Dr. Jennifer M. Hah is from the department of anesthesiology, perioperative, and pain management at Stanford University (Calif.). These comments are taken from an accompanying editorial (JAMA Network Open. 2018 Dec 7. doi: 10.1001/jamanetworkopen.2018.5432). No conflicts of interest were reported.


Opioid prescriptions after gynecologic surgery can be significantly reduced without impacting postoperative pain scores or complication rates, according to a paper published in JAMA Network Open.

A tertiary care comprehensive care center implemented an ultrarestrictive opioid prescription protocol (UROPP) then evaluated the outcomes in a case-control study involving 605 women undergoing gynecologic surgery, compared with 626 controls treated before implementation of the new protocol.

The ultrarestrictive protocol was prompted by frequent inquiries from patients who had used very little of their prescribed opioids after surgery and wanted to know what to do with the unused pills.

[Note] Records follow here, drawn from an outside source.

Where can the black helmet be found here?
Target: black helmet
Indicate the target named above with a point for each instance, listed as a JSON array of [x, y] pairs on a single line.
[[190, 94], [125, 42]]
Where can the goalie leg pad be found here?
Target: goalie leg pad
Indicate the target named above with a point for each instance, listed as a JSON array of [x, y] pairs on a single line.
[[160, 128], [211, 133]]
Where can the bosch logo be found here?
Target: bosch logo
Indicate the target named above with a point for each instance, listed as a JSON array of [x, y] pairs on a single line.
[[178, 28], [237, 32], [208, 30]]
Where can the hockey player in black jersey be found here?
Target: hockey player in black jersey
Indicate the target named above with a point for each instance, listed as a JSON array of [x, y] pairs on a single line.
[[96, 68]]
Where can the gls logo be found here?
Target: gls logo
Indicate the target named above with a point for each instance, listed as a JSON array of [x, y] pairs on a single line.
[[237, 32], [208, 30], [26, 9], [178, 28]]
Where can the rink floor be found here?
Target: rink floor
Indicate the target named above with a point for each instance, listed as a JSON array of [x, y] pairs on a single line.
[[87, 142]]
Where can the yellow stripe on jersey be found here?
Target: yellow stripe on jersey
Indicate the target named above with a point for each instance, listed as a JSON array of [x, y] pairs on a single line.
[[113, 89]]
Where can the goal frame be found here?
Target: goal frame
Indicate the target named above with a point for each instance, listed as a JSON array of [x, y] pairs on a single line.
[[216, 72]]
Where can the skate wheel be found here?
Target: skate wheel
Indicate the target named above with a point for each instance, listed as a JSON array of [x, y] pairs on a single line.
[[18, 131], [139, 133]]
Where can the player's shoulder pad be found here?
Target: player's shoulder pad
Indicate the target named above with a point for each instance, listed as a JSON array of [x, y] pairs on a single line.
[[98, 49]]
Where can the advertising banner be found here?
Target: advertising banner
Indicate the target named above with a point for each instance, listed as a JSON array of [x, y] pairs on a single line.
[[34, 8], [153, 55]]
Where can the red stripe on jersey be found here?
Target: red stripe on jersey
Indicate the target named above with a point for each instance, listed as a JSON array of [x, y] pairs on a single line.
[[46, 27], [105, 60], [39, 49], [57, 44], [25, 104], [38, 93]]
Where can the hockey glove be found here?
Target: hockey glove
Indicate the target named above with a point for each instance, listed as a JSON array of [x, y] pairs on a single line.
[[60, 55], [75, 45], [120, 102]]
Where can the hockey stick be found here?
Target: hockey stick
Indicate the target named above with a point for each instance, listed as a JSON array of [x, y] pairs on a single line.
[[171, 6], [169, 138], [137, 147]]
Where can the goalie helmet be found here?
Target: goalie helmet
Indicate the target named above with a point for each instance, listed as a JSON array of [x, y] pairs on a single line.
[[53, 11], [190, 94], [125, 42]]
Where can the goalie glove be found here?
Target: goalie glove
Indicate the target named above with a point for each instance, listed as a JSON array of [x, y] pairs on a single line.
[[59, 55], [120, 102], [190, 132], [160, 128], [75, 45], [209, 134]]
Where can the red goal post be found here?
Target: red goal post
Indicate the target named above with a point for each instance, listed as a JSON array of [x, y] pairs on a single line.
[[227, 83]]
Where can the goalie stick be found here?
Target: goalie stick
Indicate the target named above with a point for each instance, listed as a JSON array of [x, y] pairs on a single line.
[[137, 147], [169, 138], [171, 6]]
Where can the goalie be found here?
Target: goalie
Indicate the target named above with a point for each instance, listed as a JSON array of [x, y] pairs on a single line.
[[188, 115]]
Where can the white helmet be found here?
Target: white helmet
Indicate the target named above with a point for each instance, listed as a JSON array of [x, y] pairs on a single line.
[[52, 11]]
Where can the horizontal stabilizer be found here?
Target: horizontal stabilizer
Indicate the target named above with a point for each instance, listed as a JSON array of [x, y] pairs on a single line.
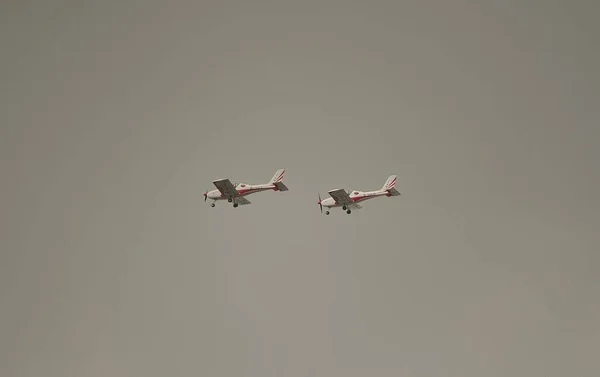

The new protocol involved a short preoperative counseling session about postoperative pain management. Following that, ambulatory surgery, minimally invasive surgery, or laparotomy patients were prescribed a 7-day supply of nonopioid pain relief. Laparotomy patients were also prescribed a 3-day supply of an oral opioid.

Any patients who required more than five opioid doses in the 24 hours before discharge were also prescribed a 3-day supply of opioid pain medication as needed, and all patients had the option of requesting an additional 3-day opioid refill.

Researchers saw no significant differences between the two groups in mean postoperative pain scores 2 weeks after surgery, and a similar number of patients in each group requested an opioid refill. There was also no significant difference in the number of postoperative complications between groups.

Implementation of the ultrarestrictive protocol was associated with significant declines in the mean number of opioid pills prescribed dropped from 31.7 to 3.5 in all surgical cases, from 43.6 to 12.1 in the laparotomy group, from 38.4 to 1.3 in the minimally invasive surgery group, and from 13.9 to 0.2 in patients who underwent ambulatory surgery.

“These data suggest that the implementation of a UROPP in a large surgical service is feasible and safe and was associated with a significantly decreased number of opioids dispensed during the perioperative period, particularly among opioid-naive patients,” wrote Jaron Mark, MD, of the department of gynecologic oncology at Roswell Park Comprehensive Cancer Center, Buffalo, N.Y., and his coauthors. “The opioid-sparing effect was also marked and statistically significant in the laparotomy group, where most patients remained physically active and recovered well with no negative sequelae or elevated pain score after surgery.”

The researchers also noted that patients who were discharged home with an opioid prescription were more likely to call and request a refill within 30 days, compared with patients who did not receive opioids at discharge.

The study was supported by the Roswell Park Comprehensive Cancer Center, the National Cancer Institute and the Roswell Park Alliance Foundation. Two authors reported receiving fees and nonfinancial support from the private sector unrelated to the study.